[Bug Report] For `loadbalancer` submodule, updating health probes causes `unexpected status 400 (400 Bad Request) with error: `InvalidResourceReference...`

[jinkang23]

Describe the bug

When updating the existing heath probe resource that is referenced by Inbound Load balancer rules of frontend IP configuration causes the following error when running terraform apply:

Error: updating Load Balancer "lb-private" (Resource Group "rg-mygroup-001") for deletion of Probe 
"default_health_probe": performing CreateOrUpdate: unexpected status 400 (400 Bad Request) with error: 
InvalidResourceReference: Resource /subscriptions/<REDACTED>/resourceGroups/rg-mygroup-
001/providers/Microsoft.Network/loadBalancers/lb-private/probes/default_health_probe referenced by resource 
/subscriptions/<REDACTED>/resourceGroups/rg-mygroup-001/providers/Microsoft.Network/loadBalancers/lb-
private/loadBalancingRules/HA-ports was not found. Please make sure that the referenced resource exists, and that 
both resources are in the same region.

Here's an example of change made:

Before...

    "private" = {
      name     = "private"
      zones    = null #? westus does not support zones
      vnet_key = "transit"
      health_probes = {
        default_health_probe = {
          name                = "default_health_probe"
          protocol            = "Tcp"
          port                = 22
          interval_in_seconds = 5
        }
      }
      frontend_ips = {
        "ha-ports" = {
          name               = "private-vmseries"
          subnet_key         = "private"
          private_ip_address = "10.0.0.1"
          in_rules = {
            HA_PORTS = {
              name             = "HA-ports"
              port             = 0
              protocol         = "All"
              health_probe_key = "default_health_probe"
            }
          }
        }
      }
    }

After...

    "private" = {
      name     = "private"
      zones    = null #? westus does not support zones
      vnet_key = "transit"
      health_probes = {
        default_health_probe2 = {  #<-- updated this!
          name                = "default_health_probe2" #<-- updated this!
          protocol            = "Tcp"
          port                = 22
          interval_in_seconds = 5
        }
      }
      frontend_ips = {
        "ha-ports" = {
          name               = "private-vmseries"
          subnet_key         = "private"
          private_ip_address = "10.0.0.1"
          in_rules = {
            HA_PORTS = {
              name             = "HA-ports"
              port             = 0
              protocol         = "All"
              health_probe_key = "default_health_probe2"  #<-- updated this!
            }
          }
        }
      }
    }

Workaround is to add the following lifecycle block to azurerm_lb_probe resource:

resource "azurerm_lb_probe" "this" {
  for_each = merge(coalesce(var.health_probes, {}), local.default_probe)

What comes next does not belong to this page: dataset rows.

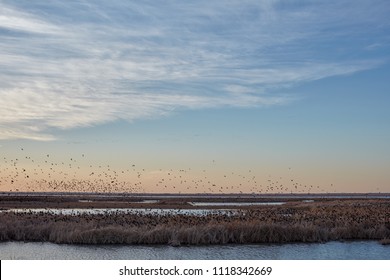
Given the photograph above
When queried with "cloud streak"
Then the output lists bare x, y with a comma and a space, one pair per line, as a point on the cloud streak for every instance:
82, 63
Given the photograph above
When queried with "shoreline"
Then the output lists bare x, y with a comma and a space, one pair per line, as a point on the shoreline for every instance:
320, 220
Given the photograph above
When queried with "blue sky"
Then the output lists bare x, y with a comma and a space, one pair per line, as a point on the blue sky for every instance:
266, 86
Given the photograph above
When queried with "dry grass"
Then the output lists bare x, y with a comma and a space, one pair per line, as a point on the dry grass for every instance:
317, 222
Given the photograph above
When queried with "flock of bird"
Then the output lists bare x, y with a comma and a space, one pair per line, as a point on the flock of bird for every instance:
76, 174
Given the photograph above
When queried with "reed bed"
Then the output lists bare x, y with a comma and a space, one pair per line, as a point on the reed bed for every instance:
318, 222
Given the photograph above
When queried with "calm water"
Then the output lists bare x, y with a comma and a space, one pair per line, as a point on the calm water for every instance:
366, 250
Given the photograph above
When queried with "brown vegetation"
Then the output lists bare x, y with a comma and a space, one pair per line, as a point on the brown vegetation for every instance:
294, 222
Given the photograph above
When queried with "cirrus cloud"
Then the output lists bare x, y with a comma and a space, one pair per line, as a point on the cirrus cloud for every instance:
82, 63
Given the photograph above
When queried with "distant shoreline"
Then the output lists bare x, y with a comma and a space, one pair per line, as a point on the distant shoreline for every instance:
320, 219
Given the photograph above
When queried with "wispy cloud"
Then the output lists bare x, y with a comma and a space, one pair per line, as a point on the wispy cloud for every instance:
66, 64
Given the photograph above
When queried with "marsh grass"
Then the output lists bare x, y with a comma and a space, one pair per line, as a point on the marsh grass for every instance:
319, 222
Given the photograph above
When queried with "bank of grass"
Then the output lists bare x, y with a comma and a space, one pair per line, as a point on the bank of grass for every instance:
320, 222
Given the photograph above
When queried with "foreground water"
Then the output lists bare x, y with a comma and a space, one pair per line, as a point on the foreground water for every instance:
357, 250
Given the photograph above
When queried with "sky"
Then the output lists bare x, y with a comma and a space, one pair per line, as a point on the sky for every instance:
195, 96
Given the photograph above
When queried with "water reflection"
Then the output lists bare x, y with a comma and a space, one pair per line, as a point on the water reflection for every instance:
357, 250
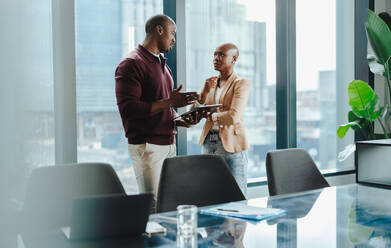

  loadbalancer_id = azurerm_lb.this.id

  name     = each.value.name
  protocol = each.value.protocol
  port = contains(["Http", "Https"], each.value.protocol) && each.value.port == null ? (
    local.default_http_probe_port[each.value.protocol]
  ) : each.value.port
  probe_threshold     = each.value.probe_threshold
  interval_in_seconds = each.value.interval_in_seconds
  request_path        = each.value.protocol != "Tcp" ? each.value.request_path : null

  # this is to overcome the discrepancy between the provider and Azure defaults
  # for more details see here -> https://learn.microsoft.com/en-gb/azure/load-balancer/whats-new#known-issues:~:text=SNAT%20port%20exhaustion-,numberOfProbes,-%2C%20%22Unhealthy%20threshold%22
  number_of_probes = 1

  lifecycle {
    create_before_destroy = true
  }

}

Module Version

3.0.1

Terraform version

1.9.2

Expected behavior

No response

Current behavior

No response

Anything else to add?

No response

[acelebanski]

Hello @jinkang23, thanks for raising this. This issue will be fixed with PR #78.